Los grupos cristianos conservadores están apuntando una vez más a Chick-fil-A, esta vez no por lo que ha hecho el gigante de la comida rápida, sino por lo que una franquicia local decidió celebrar.
La última indignación se centra en una publicación de Facebook de una ubicación de Chick-fil-A en Orem, Utah, que felicitaba a dos hombres recién casados. La publicación del 3 de diciembre mostraba una foto de la pareja parada frente al restaurante y decía: “¡FELICIDADES A LA FELIZ PAREJA! Dougie y Toby se casaron recientemente y estamos más que felices por ellos”.
Pareja de Chick-fil-A. Foto de : Chick-fil-A Facebook
Si bien muchos comentaristas aplaudieron el mensaje de amor e inclusión, los activistas anti-LGBTQ+ se mostraron mucho menos entusiastas. Entre los críticos más fuertes se encontraba el Family Research Council (FRC), una organización cristiana conservadora designada como grupo de odio por el Southern Poverty Law Center por su larga historia de defensa anti-LGBTQ+.

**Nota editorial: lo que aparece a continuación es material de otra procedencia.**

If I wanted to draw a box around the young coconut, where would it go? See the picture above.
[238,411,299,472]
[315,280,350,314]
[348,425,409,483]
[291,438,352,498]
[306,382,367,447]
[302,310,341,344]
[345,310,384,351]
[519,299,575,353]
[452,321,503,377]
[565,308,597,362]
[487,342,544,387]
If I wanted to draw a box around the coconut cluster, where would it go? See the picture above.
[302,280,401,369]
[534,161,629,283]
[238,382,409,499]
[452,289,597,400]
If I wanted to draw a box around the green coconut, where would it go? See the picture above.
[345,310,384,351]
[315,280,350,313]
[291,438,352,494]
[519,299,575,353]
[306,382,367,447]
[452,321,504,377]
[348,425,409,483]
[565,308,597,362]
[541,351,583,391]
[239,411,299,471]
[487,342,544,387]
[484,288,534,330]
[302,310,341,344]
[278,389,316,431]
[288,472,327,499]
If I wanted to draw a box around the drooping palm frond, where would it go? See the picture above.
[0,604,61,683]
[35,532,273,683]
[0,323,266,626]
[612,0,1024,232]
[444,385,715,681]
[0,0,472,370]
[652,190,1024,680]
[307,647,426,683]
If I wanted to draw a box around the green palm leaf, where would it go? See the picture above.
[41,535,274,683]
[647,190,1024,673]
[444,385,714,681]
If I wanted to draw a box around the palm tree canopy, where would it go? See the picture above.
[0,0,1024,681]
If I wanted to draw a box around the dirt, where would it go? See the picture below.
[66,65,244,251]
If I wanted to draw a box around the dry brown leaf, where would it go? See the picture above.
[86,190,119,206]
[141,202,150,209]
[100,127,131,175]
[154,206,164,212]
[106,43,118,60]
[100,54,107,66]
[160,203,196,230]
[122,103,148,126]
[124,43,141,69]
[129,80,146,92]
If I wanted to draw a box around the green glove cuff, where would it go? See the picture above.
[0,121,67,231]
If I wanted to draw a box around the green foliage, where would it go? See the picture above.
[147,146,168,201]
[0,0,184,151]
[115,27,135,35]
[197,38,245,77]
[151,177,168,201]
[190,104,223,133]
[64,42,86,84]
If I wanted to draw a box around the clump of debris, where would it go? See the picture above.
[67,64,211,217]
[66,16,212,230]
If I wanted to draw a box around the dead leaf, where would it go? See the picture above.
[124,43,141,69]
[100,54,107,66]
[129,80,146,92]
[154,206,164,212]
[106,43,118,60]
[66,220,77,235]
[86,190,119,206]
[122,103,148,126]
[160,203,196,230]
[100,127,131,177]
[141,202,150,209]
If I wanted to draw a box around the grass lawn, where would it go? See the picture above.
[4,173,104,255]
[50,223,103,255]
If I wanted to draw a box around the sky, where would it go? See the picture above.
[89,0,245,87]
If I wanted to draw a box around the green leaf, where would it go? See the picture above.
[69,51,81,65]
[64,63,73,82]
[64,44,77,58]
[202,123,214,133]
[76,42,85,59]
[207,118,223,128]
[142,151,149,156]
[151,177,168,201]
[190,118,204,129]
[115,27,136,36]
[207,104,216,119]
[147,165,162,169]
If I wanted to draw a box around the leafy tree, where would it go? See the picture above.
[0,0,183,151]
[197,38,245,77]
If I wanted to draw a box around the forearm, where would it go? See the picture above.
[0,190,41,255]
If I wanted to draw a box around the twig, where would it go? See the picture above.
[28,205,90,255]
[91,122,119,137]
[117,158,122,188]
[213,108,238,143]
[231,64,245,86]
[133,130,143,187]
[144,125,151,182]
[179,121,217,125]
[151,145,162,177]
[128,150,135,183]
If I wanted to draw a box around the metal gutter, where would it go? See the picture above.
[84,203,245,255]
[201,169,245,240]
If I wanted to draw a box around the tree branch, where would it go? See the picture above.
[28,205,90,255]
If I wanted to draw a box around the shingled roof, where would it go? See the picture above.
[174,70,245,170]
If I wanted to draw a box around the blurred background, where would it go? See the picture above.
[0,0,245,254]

En un artículo publicado el 4 de diciembre en su sitio web Washington Stand, FRC acusó a la franquicia de “vacilar sobre el despertar” y afirmó que la publicación contradecía los “valores bíblicos” que el grupo cree que Chick-fil-A debería defender. La organización argumentó que el mero hecho de celebrar públicamente un matrimonio entre personas del mismo sexo representaba un fracaso moral para una empresa históricamente asociada a creencias cristianas conservadoras.
“Si bien la mayoría de las cadenas de Chick-fil-A están dirigidas por operadores locales, el hecho de que cualquier lugar se sintiera cómodo publicando un mensaje tan controvertido es una prueba más de que la compañía no ha eliminado el extremismo LGBT que provocó tanta reacción hace apenas un par de años”, afirma el artículo.
Según se informa, algunos cristianos conservadores se pusieron en contacto con la oficina corporativa de Chick-fil-A exigiendo que la empresa denunciara al franquiciado de Utah. En cambio, recibieron una respuesta que sólo profundizó su frustración.
“Chick-fil-A abarca a todas las personas, independientemente de su raza, género, etnia, orientación sexual o identidad de género”, dijo la compañía en un comunicado compartido con los denunciantes, según FRC. La declaración también enfatizó que la compañía está incorporando diversidad, equidad e inclusión en sus prácticas comerciales.
Esa posición no le cayó bien a los dirigentes del FRC. David Closson, director del Centro para la Visión Bíblica del Mundo de la organización, argumentó que abrazar las identidades LGBTQ+ cruza una línea teológica. “Una empresa basada en la convicción cristiana debería poder amar y servir a cada persona sin respaldar categorías que contradigan la verdad bíblica”, dijo Closson.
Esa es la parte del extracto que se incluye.